2日に渡って読売新聞コラムは民主党幹事長の事を書いている。面白い書き方がしてあるので載せてみたい。揶揄を越えて、危機さえ感じさせる。


2010.1.14 編集手帳

初めて牛を見た子供の蛙が家に戻り、母親にその巨大さを告げた。母蛙は「そいつは、このくらい大きかったかい」と、腹を膨らます。「いや、もっと」「ならば、このくらいかい」「いや、もっと」。

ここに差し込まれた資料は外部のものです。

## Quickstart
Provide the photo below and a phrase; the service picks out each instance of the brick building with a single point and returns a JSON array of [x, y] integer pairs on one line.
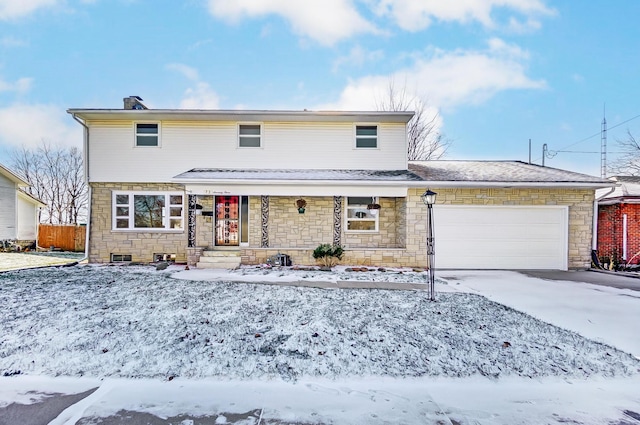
[[619, 221]]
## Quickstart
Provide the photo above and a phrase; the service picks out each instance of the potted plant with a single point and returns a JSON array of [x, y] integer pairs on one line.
[[301, 204], [328, 255]]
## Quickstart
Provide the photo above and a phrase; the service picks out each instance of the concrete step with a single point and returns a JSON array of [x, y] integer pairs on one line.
[[219, 259], [221, 253]]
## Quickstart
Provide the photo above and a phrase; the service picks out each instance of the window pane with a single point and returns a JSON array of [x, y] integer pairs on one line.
[[359, 213], [148, 210], [366, 143], [147, 141], [359, 200], [250, 129], [147, 128], [250, 142], [361, 225], [366, 130]]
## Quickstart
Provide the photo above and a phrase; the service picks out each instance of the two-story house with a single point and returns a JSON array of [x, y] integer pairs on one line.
[[228, 183]]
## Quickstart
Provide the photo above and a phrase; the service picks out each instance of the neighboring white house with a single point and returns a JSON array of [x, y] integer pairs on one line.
[[224, 187], [18, 209]]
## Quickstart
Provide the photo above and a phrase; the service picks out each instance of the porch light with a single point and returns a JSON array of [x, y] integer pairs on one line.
[[429, 198]]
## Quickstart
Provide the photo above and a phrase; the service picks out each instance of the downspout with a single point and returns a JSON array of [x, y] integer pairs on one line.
[[86, 176], [594, 238]]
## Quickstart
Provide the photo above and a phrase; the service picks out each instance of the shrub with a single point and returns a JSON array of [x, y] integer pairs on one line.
[[328, 255]]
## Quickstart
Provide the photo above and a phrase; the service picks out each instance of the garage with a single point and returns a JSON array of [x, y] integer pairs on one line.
[[501, 237]]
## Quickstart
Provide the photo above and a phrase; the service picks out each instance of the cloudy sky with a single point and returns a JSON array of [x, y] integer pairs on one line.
[[498, 72]]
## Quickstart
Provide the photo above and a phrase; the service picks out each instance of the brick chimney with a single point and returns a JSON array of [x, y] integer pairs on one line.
[[133, 102]]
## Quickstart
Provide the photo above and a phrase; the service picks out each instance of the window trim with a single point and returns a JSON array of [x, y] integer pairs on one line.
[[136, 134], [130, 216], [356, 137], [347, 219], [260, 136]]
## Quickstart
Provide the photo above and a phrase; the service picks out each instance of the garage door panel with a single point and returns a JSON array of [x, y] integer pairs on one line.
[[501, 237]]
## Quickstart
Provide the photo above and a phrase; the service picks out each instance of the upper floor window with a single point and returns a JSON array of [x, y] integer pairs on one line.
[[147, 134], [148, 211], [366, 136], [249, 135]]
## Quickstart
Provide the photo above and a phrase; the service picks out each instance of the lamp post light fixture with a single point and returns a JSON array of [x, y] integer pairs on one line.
[[429, 198]]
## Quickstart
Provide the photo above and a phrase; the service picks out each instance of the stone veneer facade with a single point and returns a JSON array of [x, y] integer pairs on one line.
[[103, 241], [400, 241]]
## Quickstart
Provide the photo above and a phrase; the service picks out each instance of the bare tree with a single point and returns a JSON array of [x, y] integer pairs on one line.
[[628, 163], [424, 141], [56, 178]]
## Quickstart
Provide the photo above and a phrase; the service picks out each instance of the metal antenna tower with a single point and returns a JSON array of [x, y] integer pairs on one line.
[[603, 146]]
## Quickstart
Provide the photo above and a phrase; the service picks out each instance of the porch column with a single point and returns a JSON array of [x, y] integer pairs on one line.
[[337, 220], [264, 215], [191, 221]]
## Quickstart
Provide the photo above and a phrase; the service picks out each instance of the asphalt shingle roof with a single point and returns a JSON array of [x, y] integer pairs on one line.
[[497, 171]]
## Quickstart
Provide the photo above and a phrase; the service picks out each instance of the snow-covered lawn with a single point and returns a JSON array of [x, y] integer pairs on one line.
[[106, 321], [19, 260]]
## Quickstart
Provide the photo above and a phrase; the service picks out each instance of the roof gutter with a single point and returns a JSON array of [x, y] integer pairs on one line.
[[419, 184]]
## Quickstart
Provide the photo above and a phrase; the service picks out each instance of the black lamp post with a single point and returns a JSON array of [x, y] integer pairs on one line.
[[429, 198]]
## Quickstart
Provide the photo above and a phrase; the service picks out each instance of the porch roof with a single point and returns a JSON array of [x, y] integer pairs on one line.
[[208, 175]]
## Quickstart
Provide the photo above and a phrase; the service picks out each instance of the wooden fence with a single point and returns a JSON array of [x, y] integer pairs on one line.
[[62, 236]]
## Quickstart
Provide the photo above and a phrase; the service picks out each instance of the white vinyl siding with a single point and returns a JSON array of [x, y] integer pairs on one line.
[[501, 237], [7, 208], [188, 145]]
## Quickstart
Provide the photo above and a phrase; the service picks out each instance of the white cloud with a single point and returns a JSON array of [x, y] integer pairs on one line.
[[412, 15], [200, 97], [325, 21], [29, 124], [10, 41], [446, 80], [358, 57], [22, 85], [185, 70], [11, 9]]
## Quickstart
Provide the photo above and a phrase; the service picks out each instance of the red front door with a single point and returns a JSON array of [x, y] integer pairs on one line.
[[227, 221]]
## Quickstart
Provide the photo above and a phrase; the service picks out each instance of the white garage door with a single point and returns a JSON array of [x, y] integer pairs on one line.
[[501, 237]]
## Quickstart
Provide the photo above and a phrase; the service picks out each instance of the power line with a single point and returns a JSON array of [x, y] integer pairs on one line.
[[590, 137]]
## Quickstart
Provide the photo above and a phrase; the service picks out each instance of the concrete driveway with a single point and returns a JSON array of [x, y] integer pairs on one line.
[[620, 280]]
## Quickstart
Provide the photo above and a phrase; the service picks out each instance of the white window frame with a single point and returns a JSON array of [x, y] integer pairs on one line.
[[260, 136], [360, 207], [356, 137], [136, 134], [166, 219]]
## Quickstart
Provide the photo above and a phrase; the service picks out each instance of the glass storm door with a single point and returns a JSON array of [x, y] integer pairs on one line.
[[227, 215]]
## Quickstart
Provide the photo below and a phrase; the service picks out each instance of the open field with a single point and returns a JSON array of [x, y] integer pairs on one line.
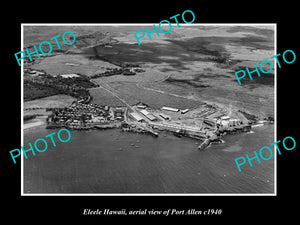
[[55, 101], [196, 62], [103, 97], [72, 64], [134, 94]]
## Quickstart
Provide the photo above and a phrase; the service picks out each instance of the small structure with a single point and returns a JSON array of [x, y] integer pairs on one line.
[[209, 122], [150, 116], [225, 118], [141, 106], [165, 117], [170, 109], [144, 112], [184, 111], [136, 116]]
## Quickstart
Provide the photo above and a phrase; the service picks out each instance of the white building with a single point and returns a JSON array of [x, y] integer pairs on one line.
[[170, 109]]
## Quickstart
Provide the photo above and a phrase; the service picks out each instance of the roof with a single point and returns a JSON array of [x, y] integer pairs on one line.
[[136, 116], [225, 117], [170, 109], [145, 112], [150, 116]]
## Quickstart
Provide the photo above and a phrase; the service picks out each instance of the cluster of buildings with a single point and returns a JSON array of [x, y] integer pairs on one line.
[[80, 115], [226, 122]]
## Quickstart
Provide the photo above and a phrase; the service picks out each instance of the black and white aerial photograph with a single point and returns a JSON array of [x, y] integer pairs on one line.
[[163, 117]]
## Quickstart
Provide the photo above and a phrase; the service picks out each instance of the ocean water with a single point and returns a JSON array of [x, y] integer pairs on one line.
[[113, 161]]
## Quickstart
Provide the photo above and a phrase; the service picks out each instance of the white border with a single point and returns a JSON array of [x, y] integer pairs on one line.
[[151, 194]]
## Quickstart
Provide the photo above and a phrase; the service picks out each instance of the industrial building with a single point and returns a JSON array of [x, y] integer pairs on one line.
[[148, 115], [165, 117], [170, 109], [184, 111], [137, 116]]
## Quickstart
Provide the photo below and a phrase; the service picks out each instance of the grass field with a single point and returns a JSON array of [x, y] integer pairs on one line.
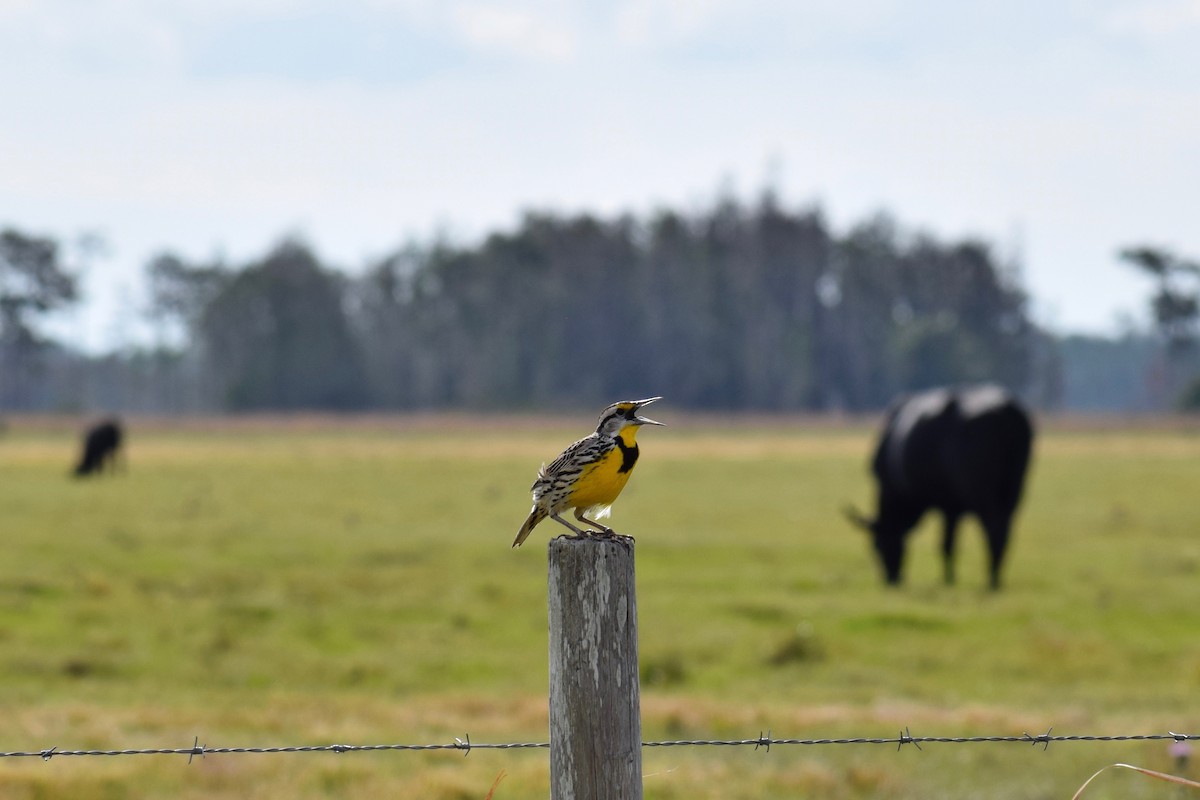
[[264, 583]]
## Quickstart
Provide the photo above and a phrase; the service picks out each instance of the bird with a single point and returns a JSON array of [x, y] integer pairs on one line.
[[589, 474]]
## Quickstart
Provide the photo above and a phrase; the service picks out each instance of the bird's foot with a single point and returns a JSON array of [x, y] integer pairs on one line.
[[611, 535]]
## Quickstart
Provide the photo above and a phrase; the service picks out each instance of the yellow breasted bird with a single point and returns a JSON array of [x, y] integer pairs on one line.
[[589, 474]]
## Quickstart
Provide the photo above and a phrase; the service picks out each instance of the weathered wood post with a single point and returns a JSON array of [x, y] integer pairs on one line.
[[595, 725]]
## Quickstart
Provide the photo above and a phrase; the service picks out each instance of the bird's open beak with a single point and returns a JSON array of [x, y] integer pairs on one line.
[[640, 405]]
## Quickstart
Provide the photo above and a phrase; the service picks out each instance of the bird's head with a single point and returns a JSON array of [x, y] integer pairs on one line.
[[622, 415]]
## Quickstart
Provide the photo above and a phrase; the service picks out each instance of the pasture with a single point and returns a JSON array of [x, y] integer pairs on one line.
[[310, 582]]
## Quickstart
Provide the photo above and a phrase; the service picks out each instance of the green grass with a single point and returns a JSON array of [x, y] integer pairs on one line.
[[317, 583]]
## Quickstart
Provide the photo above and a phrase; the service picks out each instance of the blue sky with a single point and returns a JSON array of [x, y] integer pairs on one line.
[[1060, 131]]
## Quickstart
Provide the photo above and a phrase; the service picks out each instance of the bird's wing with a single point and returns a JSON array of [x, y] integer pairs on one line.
[[579, 455]]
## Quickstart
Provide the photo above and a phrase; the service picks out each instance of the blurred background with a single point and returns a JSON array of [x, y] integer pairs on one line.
[[400, 204]]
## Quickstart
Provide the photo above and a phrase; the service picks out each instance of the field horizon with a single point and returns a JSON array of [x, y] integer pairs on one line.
[[310, 579]]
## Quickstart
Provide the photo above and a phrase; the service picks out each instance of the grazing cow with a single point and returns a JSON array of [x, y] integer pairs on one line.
[[960, 451], [101, 445]]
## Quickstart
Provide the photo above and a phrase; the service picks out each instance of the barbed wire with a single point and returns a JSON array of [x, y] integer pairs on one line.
[[465, 745]]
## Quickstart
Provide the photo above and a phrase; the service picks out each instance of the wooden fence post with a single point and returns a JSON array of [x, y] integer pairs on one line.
[[595, 725]]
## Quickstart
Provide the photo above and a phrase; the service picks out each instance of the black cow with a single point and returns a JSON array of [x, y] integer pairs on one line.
[[101, 445], [960, 451]]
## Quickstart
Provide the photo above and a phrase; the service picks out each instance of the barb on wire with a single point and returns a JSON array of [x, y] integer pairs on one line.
[[466, 745], [906, 739]]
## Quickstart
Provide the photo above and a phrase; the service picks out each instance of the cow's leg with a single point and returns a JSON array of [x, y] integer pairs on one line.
[[996, 527], [949, 530]]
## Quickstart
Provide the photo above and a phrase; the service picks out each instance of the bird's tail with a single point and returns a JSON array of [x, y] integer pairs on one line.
[[534, 517]]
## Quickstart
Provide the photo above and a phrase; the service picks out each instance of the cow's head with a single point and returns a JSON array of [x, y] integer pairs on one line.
[[888, 542]]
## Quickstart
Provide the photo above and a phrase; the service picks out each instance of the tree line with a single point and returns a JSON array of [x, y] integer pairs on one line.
[[736, 306]]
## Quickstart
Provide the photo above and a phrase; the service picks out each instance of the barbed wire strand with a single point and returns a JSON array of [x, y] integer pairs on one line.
[[465, 745]]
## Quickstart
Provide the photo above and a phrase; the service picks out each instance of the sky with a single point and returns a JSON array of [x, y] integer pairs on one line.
[[1059, 130]]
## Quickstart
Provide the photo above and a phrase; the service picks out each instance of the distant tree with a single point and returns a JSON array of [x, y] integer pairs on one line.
[[277, 337], [1175, 306], [34, 281]]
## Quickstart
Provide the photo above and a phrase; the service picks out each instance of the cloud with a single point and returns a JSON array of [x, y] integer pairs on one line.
[[1157, 20], [514, 31]]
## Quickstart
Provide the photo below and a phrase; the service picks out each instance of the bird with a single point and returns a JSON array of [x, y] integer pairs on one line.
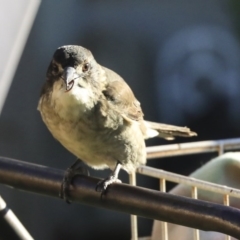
[[94, 114]]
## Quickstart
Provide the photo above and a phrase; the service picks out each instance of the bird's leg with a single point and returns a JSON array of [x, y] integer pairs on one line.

民主党幹事長、小沢一郎氏の行動は寓話の母蛙を連想させる。議員を大挙率いての訪中といい、人を小ばかにしたような記者会見といい、なぜ、そんなに自分を巨大に見せようとするのだろう。

隠れもない政界の最高実力者、存在感を誇示する必要などあるまいに。憶測で物を言うのが許されるならば、答えは一つ浮かぶ。自身の資金管理団体「陸山会」の土地購入を巡る出所不明の4億円について、「これほど巨大な俺に疑惑の目を向ける度胸をお持ちかい?」という世間への威嚇としか思えない。

“小沢資金”に、東京地検特捜部による強制捜査の手が入った。「牛」は世間であり、有権者であり、常識であり、法である。牛よりも大きな蛙はいない。

衆院選で民主党に一票を投じた人々も真相が知りたいはずである。腹を膨らませての威嚇はほどほどにして、率直に語るべきだろう。



2010.1.15 よみうり寸評

「法に触れるようなことをしたつもりはない。国民も理解してくれるはずだ。だからこそ政権を我々に与えてくれたのではないか」と民主党の小沢一郎幹事長。

13日、名古屋市での党のパーティーでのあいさつだ。氏の資金管理団体「陸山会」の事務所など関係各所に東京地検の一斉捜査が行われている最中だった。

「操作中」を理由に記者会見では何も語らず、一方、その捜査が要請する事情聴取にも応じない。思うままに振る舞うのは、このあいさつのように「政権を握った」ことを何にも勝る力の源泉と考えているからのようだ。

が、「陸山会」の土地取引を巡る疑問の数々までも「国民は理解してくれるはず」と思うのは、それこそ「誤解」だろう。

「選挙に勝ったから私は正しい」などという考えの危険なことは「文芸春秋」2月号に中西輝政京大教授が書いている。

<独裁者の肖像・小沢一郎「天皇観」の異様>と題した寄稿。最も問題は「とりわけ与党・民主党から批判がまったく聞えてこないことだ」とある。




内部には岡目八目以上に想像を絶する事が潜んでいるだろう。だから安易に批判などする積もりはないが、いつものように日々の情勢を見ているしか方法を知らない。ただ言えるのは、コラム氏達が書いているだけでは済まない時が来ている、と言う事だ。